About halfway through the musha‘ira, the poet Iqbal Ashar got up to recite a ghazal. He recited it in tarannum, singsong, prefacing the ghazal with a title. This, he said, is Achche dinon ka marsiya. The elegy of good days. Achche Din—or rather #achchedin, because it is very much a social media phenomenon—was the slogan of Narendra Modi’s election campaign in 2013-14. A marsiya is a song of elegy for the martyrdom of Hussain and his family and followers at Karbala, an event central to the devotional life of Shia Muslims, but with much wider ethical and religious resonances. Iqbal Ashar was signaling to the audience that he was bringing together political critique and theology. The fifth sh‘er,or couplet, of the ghazal did so in a manner that was powerful and unsettling, and made the gathered crowd cheer and clap with admiration and applause.

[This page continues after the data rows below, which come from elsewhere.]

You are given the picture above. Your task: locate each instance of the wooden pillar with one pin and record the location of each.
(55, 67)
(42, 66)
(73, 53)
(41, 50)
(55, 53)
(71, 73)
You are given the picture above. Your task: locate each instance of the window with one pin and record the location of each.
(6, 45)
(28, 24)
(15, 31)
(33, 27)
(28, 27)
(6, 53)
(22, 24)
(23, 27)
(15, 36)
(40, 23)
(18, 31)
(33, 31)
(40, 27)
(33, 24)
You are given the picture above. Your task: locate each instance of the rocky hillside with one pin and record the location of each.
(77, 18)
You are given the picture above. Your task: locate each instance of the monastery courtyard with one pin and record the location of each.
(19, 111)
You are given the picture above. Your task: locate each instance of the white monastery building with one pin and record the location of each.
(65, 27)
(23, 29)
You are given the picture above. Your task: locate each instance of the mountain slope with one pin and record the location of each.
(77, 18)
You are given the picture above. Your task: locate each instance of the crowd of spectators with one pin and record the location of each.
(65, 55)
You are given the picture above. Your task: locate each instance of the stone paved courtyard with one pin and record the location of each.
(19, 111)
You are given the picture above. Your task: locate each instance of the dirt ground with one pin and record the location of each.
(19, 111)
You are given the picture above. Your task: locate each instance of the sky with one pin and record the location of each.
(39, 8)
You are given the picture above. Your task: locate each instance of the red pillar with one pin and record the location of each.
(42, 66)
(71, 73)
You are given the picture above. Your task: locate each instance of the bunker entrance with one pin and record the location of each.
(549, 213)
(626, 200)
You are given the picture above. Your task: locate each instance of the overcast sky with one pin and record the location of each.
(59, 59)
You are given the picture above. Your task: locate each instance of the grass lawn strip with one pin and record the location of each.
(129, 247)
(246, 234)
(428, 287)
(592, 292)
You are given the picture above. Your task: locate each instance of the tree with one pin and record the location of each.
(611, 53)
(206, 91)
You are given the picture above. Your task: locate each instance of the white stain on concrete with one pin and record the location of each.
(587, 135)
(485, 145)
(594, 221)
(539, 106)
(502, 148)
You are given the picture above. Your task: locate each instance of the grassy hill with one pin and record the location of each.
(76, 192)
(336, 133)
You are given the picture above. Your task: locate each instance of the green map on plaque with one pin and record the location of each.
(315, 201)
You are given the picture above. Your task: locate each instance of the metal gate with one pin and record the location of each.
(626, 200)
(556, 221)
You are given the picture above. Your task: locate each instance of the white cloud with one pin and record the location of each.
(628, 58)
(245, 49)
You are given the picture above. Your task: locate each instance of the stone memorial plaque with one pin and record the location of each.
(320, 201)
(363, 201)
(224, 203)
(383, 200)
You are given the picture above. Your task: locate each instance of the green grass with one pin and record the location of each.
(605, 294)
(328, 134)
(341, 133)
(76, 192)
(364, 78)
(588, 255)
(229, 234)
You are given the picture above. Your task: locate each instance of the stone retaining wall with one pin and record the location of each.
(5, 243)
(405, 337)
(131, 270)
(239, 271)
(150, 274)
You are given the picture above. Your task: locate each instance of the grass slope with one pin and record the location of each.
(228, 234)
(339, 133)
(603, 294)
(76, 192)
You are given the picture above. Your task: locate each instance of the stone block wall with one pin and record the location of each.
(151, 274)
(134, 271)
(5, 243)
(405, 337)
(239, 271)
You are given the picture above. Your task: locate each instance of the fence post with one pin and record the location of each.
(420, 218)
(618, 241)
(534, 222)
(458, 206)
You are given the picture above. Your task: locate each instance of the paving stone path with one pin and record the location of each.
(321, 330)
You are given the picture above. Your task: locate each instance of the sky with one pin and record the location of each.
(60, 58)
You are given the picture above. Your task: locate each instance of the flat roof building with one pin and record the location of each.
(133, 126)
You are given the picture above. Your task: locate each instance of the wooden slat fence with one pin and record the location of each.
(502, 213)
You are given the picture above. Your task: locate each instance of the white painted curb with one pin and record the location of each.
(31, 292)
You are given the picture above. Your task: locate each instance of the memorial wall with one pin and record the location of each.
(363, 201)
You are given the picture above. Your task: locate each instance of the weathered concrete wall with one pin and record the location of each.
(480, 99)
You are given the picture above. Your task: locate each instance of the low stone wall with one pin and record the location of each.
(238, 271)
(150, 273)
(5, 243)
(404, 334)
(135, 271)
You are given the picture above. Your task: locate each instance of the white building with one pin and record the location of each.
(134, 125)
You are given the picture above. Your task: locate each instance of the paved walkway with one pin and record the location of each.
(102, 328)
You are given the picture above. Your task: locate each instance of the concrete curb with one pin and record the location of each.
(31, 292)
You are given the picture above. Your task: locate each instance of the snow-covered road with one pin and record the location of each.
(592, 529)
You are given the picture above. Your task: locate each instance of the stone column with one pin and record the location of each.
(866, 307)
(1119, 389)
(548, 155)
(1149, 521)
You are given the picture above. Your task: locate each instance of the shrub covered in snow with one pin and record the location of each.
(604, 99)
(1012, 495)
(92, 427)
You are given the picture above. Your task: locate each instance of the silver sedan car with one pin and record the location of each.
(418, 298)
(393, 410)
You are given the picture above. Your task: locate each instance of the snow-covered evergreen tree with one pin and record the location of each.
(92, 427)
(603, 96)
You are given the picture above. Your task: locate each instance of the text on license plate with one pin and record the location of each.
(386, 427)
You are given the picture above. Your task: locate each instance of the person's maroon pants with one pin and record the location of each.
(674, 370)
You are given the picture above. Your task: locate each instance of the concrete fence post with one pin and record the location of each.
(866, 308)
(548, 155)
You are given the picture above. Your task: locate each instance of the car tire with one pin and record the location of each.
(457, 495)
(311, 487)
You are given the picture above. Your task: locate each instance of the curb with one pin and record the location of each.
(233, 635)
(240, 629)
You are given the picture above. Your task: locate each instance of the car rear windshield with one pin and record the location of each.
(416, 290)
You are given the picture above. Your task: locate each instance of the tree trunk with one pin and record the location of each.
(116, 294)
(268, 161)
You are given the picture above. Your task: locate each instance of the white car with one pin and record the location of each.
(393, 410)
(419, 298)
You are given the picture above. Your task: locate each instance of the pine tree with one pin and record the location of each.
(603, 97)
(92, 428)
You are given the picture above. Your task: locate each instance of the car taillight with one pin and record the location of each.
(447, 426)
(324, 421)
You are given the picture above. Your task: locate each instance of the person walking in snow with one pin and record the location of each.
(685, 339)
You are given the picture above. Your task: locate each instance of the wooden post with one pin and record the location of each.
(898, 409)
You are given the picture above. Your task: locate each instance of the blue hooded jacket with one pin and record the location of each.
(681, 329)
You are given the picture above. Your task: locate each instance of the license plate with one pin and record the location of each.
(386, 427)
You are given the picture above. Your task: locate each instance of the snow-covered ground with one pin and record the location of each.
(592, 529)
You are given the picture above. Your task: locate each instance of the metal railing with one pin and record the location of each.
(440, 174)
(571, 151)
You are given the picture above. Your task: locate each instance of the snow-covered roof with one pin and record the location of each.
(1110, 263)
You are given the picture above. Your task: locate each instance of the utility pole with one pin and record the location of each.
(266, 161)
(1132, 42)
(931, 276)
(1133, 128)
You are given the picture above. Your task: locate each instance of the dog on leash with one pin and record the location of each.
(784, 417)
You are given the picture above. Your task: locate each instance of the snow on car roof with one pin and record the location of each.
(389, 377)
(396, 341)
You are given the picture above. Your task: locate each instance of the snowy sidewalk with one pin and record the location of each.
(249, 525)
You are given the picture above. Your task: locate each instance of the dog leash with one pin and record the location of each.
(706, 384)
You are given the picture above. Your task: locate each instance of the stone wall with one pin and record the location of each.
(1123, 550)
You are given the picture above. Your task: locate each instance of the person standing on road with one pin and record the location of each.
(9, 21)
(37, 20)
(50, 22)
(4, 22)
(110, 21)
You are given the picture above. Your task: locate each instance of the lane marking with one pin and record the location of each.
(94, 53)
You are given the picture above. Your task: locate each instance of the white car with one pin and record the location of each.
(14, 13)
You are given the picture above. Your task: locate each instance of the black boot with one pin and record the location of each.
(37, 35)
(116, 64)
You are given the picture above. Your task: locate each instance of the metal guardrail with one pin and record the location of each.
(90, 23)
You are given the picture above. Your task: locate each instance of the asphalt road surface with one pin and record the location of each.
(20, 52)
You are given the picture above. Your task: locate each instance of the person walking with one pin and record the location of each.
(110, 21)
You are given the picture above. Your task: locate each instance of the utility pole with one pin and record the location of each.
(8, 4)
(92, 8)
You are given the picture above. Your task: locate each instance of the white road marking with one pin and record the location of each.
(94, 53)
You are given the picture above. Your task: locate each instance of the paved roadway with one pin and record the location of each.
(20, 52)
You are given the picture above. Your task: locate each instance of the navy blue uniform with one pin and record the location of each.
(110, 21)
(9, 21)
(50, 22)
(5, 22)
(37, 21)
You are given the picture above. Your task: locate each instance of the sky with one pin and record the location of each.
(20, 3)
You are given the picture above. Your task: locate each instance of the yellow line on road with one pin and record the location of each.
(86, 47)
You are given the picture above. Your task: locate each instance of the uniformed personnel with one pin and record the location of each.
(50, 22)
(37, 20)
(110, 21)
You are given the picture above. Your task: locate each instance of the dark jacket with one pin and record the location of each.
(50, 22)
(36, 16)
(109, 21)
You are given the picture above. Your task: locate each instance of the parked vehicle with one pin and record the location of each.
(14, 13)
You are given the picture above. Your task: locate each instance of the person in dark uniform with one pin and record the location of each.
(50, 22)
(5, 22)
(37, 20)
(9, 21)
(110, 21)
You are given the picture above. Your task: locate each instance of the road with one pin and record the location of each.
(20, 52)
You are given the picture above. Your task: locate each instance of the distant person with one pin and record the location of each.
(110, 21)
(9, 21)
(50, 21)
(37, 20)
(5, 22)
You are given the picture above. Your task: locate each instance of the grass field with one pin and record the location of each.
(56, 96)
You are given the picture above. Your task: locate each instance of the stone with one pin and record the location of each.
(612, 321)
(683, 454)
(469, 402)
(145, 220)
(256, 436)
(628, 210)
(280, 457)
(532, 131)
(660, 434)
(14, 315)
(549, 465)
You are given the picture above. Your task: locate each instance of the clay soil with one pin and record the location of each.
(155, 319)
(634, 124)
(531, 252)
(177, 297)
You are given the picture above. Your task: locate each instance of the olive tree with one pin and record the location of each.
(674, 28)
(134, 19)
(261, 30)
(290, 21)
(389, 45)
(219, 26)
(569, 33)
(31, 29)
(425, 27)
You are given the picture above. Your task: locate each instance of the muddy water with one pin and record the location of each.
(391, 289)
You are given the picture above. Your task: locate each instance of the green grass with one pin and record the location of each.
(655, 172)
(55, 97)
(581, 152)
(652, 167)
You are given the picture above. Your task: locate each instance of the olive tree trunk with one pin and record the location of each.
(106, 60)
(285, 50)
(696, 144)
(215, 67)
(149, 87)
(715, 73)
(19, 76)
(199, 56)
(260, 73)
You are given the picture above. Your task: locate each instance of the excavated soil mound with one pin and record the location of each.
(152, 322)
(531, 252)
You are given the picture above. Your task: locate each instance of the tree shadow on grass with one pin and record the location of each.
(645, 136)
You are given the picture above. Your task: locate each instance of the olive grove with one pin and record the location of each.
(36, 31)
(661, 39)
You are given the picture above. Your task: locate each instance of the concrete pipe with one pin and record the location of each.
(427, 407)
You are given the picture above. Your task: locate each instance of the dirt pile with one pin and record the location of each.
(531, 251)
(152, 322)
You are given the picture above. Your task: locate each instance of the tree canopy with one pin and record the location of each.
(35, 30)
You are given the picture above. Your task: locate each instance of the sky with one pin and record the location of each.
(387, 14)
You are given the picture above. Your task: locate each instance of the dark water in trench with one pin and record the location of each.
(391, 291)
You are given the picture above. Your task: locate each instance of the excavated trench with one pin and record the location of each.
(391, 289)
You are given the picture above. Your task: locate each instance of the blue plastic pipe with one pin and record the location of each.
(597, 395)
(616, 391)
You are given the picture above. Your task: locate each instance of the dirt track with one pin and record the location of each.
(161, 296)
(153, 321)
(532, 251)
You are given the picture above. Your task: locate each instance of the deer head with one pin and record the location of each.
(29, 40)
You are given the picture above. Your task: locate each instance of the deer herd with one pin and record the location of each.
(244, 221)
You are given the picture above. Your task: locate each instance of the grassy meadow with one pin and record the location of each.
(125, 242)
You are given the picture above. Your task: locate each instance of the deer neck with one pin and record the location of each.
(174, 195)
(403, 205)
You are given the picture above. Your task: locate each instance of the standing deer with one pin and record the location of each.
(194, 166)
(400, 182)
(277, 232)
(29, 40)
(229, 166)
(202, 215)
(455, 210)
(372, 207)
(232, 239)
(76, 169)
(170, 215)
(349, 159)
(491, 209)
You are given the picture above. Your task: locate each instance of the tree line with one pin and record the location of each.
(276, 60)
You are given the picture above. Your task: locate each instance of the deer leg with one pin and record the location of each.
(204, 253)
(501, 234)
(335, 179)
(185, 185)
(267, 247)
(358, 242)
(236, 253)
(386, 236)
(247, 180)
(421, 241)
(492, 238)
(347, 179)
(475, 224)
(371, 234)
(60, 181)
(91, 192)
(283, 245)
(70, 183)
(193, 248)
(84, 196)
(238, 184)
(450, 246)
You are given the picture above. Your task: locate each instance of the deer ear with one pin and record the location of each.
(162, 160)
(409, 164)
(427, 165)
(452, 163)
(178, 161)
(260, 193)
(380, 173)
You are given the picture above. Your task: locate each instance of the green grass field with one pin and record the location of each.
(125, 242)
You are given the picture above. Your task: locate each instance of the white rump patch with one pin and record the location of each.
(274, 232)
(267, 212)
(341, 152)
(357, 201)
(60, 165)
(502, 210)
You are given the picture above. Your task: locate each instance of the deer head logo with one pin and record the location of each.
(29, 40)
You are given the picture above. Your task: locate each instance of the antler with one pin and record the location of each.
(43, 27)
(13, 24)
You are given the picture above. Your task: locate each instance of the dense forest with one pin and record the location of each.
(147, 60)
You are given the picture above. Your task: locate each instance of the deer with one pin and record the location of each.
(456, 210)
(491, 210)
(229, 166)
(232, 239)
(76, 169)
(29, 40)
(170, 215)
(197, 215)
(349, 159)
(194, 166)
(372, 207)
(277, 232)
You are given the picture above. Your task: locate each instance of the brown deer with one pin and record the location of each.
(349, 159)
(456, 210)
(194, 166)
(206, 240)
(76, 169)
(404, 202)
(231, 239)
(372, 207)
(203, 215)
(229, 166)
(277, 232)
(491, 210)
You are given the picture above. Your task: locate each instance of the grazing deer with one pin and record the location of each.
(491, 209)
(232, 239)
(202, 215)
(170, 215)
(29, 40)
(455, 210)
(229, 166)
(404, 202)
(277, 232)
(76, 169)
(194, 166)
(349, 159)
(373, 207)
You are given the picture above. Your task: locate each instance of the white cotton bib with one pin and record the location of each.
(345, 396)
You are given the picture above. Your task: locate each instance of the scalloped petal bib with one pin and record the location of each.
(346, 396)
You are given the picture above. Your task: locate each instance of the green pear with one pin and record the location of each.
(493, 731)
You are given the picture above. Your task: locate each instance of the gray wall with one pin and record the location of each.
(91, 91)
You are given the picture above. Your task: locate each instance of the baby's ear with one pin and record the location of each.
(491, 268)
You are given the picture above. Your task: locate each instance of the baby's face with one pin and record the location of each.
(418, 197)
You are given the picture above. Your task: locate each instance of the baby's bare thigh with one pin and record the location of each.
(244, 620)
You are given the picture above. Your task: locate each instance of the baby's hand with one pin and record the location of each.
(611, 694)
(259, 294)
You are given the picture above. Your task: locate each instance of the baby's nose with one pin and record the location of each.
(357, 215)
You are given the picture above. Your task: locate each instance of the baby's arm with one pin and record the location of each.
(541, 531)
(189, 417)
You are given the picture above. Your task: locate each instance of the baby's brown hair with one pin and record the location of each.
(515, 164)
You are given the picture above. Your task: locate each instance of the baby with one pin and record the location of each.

Munkir-e Karbala hue, dard meN mubtala hue
Hamko bhi ek Yazid ka daur dikha diya gaya
We became deniers of Karbala, we were embroiled in [an ordeal of] pain
We, too, were shown the age of a Yazid
In the center of the city, three miles from the Prime Minister’s official residence, a mile and a half from Parliament, a poet stood up and equated the reign of Narendra Modi with the age of Yazid—the archetypal tyrant of Islamic memory, the one who had members of the family of the Prophet and his followers brutally killed at the Battle of Karbala. The crowd roared its appreciation.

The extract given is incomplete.